Key modules for experiment handling
- 8 minsKey modules for experiment handling
Each new experiment framework constructed requires a few basics:
- Config management and documentation
- stdout saving
- Source code saving
Below is an example for a main()
function with all the above taken care of using functions implemented in acv_utils
(but also display their full implementation here).

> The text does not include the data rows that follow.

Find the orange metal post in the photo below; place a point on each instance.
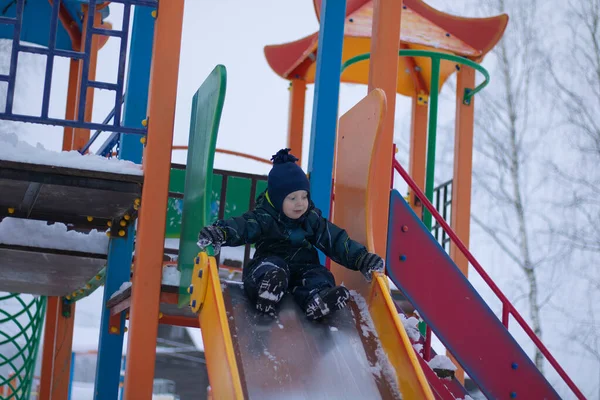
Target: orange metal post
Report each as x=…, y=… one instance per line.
x=143, y=323
x=68, y=135
x=463, y=166
x=296, y=117
x=418, y=151
x=463, y=169
x=81, y=136
x=56, y=361
x=383, y=74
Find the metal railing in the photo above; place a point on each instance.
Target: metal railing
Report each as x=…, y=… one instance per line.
x=507, y=308
x=57, y=13
x=442, y=198
x=436, y=59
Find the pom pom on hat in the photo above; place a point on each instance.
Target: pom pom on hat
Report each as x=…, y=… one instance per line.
x=285, y=177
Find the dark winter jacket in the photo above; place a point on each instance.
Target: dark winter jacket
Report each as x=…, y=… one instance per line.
x=293, y=240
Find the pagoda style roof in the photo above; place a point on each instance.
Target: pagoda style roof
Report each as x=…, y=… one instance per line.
x=423, y=28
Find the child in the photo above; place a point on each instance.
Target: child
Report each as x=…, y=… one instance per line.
x=287, y=229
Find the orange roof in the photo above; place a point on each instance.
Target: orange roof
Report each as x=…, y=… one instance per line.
x=423, y=28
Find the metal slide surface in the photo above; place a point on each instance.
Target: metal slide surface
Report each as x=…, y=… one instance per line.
x=292, y=357
x=456, y=312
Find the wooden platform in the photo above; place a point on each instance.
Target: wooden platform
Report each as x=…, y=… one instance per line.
x=66, y=195
x=46, y=272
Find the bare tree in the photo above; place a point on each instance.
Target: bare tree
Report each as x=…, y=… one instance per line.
x=508, y=133
x=578, y=98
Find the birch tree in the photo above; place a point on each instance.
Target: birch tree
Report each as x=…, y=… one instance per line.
x=577, y=84
x=508, y=133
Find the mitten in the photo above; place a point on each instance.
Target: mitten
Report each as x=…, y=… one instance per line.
x=211, y=235
x=370, y=263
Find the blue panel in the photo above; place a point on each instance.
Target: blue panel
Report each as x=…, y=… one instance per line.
x=325, y=107
x=136, y=103
x=119, y=261
x=36, y=23
x=111, y=345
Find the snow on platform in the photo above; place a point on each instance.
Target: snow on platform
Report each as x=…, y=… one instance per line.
x=31, y=233
x=13, y=149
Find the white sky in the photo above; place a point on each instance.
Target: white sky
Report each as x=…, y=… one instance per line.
x=255, y=115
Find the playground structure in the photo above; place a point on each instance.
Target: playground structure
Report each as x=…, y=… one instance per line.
x=357, y=42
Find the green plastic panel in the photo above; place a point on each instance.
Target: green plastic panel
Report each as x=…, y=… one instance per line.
x=207, y=106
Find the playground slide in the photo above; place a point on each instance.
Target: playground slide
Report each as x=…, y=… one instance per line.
x=250, y=355
x=428, y=277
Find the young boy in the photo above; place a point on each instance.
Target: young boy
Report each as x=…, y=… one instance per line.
x=287, y=229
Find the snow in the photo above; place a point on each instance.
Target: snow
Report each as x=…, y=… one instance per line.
x=171, y=276
x=24, y=232
x=418, y=347
x=411, y=327
x=441, y=362
x=13, y=149
x=124, y=287
x=382, y=365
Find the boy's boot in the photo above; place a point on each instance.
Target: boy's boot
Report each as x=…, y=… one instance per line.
x=326, y=301
x=271, y=290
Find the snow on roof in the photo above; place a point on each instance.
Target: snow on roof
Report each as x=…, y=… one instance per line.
x=31, y=233
x=13, y=149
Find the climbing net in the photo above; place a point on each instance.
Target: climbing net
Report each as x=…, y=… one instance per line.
x=21, y=321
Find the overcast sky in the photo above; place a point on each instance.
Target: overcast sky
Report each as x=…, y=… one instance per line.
x=255, y=115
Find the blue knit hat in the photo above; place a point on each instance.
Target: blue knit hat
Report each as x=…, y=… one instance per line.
x=284, y=178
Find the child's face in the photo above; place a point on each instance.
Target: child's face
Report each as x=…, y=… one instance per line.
x=295, y=204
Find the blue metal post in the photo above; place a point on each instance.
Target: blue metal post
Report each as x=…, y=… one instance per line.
x=325, y=106
x=136, y=103
x=108, y=369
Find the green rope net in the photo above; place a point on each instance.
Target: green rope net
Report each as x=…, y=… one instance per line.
x=21, y=322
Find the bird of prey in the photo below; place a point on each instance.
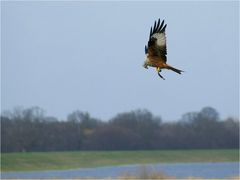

After the example, the sections describe each of the parts in full including implementation.
[TOC]
Example: main()
function
from acvutils.logging.copy_source_files import copy_source_files
from acvutils.logging.stdout_logger import StdoutLogger
from os.path import join as pjoin
from acvutils.yacs import yaml_utils
from config.default_config import get_cfg_defaults
def main(argv):
# Get cfg_path from argparse and load default config from default_config
parser = argparse.ArgumentParser()
parser.add_argument('--cfg_path', type=str, required=True, help='path to config file')
args = parser.parse_args(argv)
config = get_cfg_defaults()
# In a config path is passed, run over default config
if args.cfg_path != '':
yaml_utils.load_from_yaml(args.cfg_path, config)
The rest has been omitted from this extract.